GRANDFATHER, Charles, was “the kind of man who would count the change he got from the cashier to make sure they hadn’t given him too much.” When he worked in real estate, he wouldn’t show people houses a dime above their budget and pointed out every defect in the property he was showing. Charles’ last check was to a shelter for women and children in Georgia. He had been sending them a check every month for twenty years and never asked for recognition.
MONEY STORY: Integrity is everything. Do the right thing when nobody’s watching.
DAD, Jim, Attorney & CPA in Georgia. Self-made man who builds everything in his life, from his house to his business to his cars and motorcycles. Carter taught him mechanical skills, which helped him become a carpenter. Later he went back to school, earned a master’s degree, a law degree, and founded his law firm. Took Anne for walks in the forest growing up and told her stories about helping people using creative problem solving.

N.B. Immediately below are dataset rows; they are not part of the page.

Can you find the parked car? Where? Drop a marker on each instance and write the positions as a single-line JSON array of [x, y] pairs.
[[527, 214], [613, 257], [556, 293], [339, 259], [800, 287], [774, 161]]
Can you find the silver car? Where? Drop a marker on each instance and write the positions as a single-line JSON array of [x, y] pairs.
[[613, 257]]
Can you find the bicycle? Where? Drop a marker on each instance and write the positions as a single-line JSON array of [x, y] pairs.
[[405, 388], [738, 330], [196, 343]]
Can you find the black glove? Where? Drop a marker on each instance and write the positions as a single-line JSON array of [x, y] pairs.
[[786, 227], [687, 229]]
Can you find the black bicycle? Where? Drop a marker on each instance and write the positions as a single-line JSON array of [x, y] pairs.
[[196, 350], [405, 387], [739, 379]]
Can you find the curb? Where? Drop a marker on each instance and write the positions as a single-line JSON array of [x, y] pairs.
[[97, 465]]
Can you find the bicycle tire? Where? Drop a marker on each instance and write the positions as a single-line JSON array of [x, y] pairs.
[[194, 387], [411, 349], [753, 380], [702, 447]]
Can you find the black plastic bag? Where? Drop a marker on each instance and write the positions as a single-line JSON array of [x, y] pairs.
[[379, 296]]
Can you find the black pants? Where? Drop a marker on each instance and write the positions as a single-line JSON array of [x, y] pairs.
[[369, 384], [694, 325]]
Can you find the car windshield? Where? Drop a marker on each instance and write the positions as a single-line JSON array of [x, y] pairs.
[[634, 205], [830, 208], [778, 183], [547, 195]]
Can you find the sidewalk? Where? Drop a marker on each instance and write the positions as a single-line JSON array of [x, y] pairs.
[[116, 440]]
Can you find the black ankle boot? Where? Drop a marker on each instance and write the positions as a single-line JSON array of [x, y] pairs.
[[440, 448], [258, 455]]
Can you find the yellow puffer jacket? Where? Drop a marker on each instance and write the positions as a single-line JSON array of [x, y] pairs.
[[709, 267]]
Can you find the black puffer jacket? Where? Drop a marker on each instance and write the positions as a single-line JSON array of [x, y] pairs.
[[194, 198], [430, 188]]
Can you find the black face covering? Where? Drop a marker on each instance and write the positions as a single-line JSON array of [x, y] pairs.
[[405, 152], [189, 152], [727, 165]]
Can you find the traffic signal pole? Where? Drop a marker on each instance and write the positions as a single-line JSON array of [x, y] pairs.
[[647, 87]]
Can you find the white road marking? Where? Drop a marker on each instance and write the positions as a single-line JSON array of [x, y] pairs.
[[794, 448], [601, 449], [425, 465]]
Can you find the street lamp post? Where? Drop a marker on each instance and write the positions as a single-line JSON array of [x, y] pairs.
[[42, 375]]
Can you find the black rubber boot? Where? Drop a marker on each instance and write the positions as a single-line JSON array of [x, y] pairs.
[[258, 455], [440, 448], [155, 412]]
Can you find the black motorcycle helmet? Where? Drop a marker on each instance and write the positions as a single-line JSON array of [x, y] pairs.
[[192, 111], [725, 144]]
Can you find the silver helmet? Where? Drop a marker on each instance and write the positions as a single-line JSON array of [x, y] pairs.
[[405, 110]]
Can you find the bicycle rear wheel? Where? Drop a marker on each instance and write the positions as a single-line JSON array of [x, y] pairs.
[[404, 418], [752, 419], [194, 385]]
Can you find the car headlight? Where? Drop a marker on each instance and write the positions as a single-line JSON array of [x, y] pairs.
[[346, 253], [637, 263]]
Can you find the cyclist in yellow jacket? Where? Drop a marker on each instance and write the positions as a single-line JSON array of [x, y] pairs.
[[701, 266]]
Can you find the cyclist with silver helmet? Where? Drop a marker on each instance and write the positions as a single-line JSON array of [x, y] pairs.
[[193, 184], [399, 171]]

Learned from Zebulon that “you need to have a higher calling than money. If you provide a service that helps people, money will come.”
His mother Barbara showed him that “continual learning and curiosity is key to living an engaged, successful life.”
MOM, Joan, trained as a ballerina, worked her way through college and grad school, and worked as a physical therapist for 40 years. Mental health advocate and teacher. Being in caring professions brought her great joy. Growing up her mother made her clothes, so when she started working and made her own money, she saved for one special dress instead of lots of dresses. Very organized and plans ahead to make sure people are taken care of.
“Buy a few high-quality things that last a long time.”
“Planning ahead brings me peace and decreases stress. Once you realize something is important–take action.”
SISTER, Eleanor, painter, plus-sized model, mental health ambassador. Courageous and persistent in the face of lifelong health challenges. She is a master thrift shopper with an eye for the market. Has been known to spot a deal at one shop and sell it to another across town for a profit.
MONEY STORY: Be resourceful and persistent.
What I take with me…
You can take command of your finances and create wealth — your personal experience of freedom and fulfillment.
Shaped by: Barbara, Dad, Carter, Ellie
Creating beautiful experiences for people is joyful.
Shaped by: Zebulon, Dad, Mom, Lena, Ellie, Charles, Eleanor
Integrity. Do what you say you’ll do. Honor your values.
Shaped by: Dad, Mom, Charles, Barbara
It’s essential to talk about money.
Facing difficult situations and taking action is liberating.
Shaped by: Barbara, Dad, Agnes
Planning, saving, and investing are exciting because they connect you to what you care about.
Shaped by: Mom, Barbara
Cultivate a lifelong passion for learning. Your development is a worthy investment.